# LAB 1

In [27]:
import datetime
import requests
import pandas as pd
import hopsworks
import datetime
from pathlib import Path
from functions import util
import json
import re
import os
import warnings
warnings.filterwarnings("ignore")

## 1.Backfill feature pipeline

Write a backfill feature pipeline that downloads historical weather data (ideally >1
year of data), loads a csv file with historical air quality data (downloaded from
https://aqicn.org) and registers them as 2 Feature Groups with Hopsworks.

### 1.1 Import air quality data on 5 years at Stockholm

In [28]:
air_quality_df = pd.read_csv("../../data/stockholm-hornsgatan 108 gata-air-quality.csv")

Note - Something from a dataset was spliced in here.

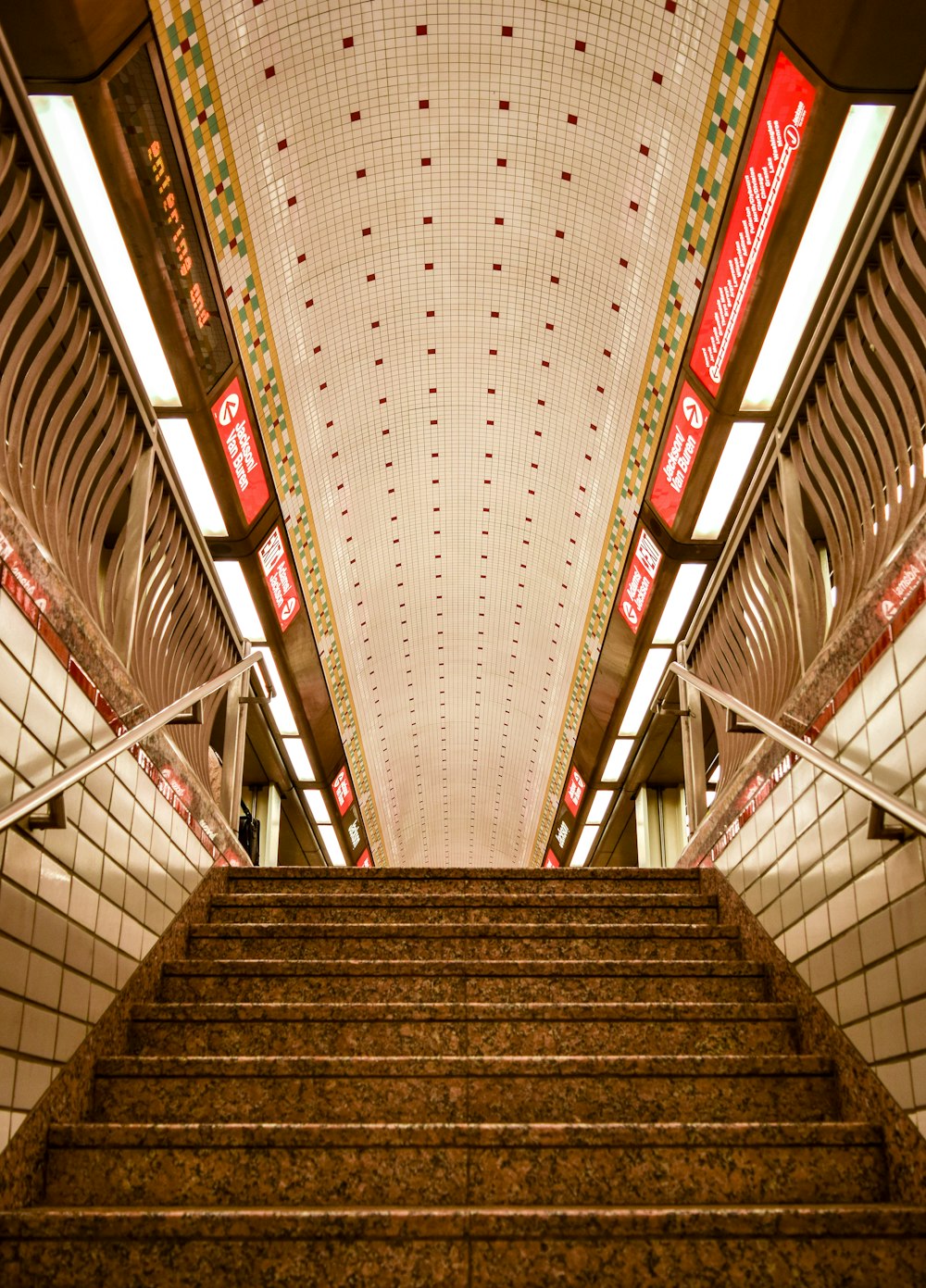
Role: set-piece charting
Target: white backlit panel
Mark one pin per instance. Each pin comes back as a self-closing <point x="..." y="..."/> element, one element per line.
<point x="463" y="217"/>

air_quality_df['date'] = pd.to_datetime(air_quality_df['date'], format='%Y/%m/%d')

# Handle non-numeric values in 'pm25' and 'pm10', replace them with NaN
air_quality_df['pm25'] = pd.to_numeric(air_quality_df['pm25'], errors='coerce')
air_quality_df['pm10'] = pd.to_numeric(air_quality_df['pm10'], errors='coerce')

# Fill NaN values with 0 (or use mean or another method depending on your choice)
air_quality_df['pm25'].fillna(0, inplace=True)
air_quality_df['pm10'].fillna(0, inplace=True)

# Convert 'pm25' and 'pm10' columns to integers
air_quality_df['pm25'] = air_quality_df['pm25'].astype(int)
air_quality_df['pm10'] = air_quality_df['pm10'].astype(int)


air_quality_df = air_quality_df.drop(columns=['no2'])


air_quality_df.head()

Unnamed: 0,date,pm25,pm10
0,2024-11-01,8,3
1,2024-11-02,5,3
2,2024-11-03,6,6
3,2024-11-04,7,4
4,2024-11-05,11,6


### 1.2 Import weather data on one year at Stockholm

In [29]:
import requests
import pandas as pd
import json
from datetime import datetime, timedelta

# Coordinates of Stockholm and date range for historical data
latitude = 59.3293
longitude = 18.0686
today = datetime.today().date()
start_date = today - timedelta(days=365)
end_date = today - timedelta(days=2)

country="sweden"
city = "stockholm"
street = "stockholm-hornsgatan-108"
aqicn_url="https://api.waqi.info/feed/@10009"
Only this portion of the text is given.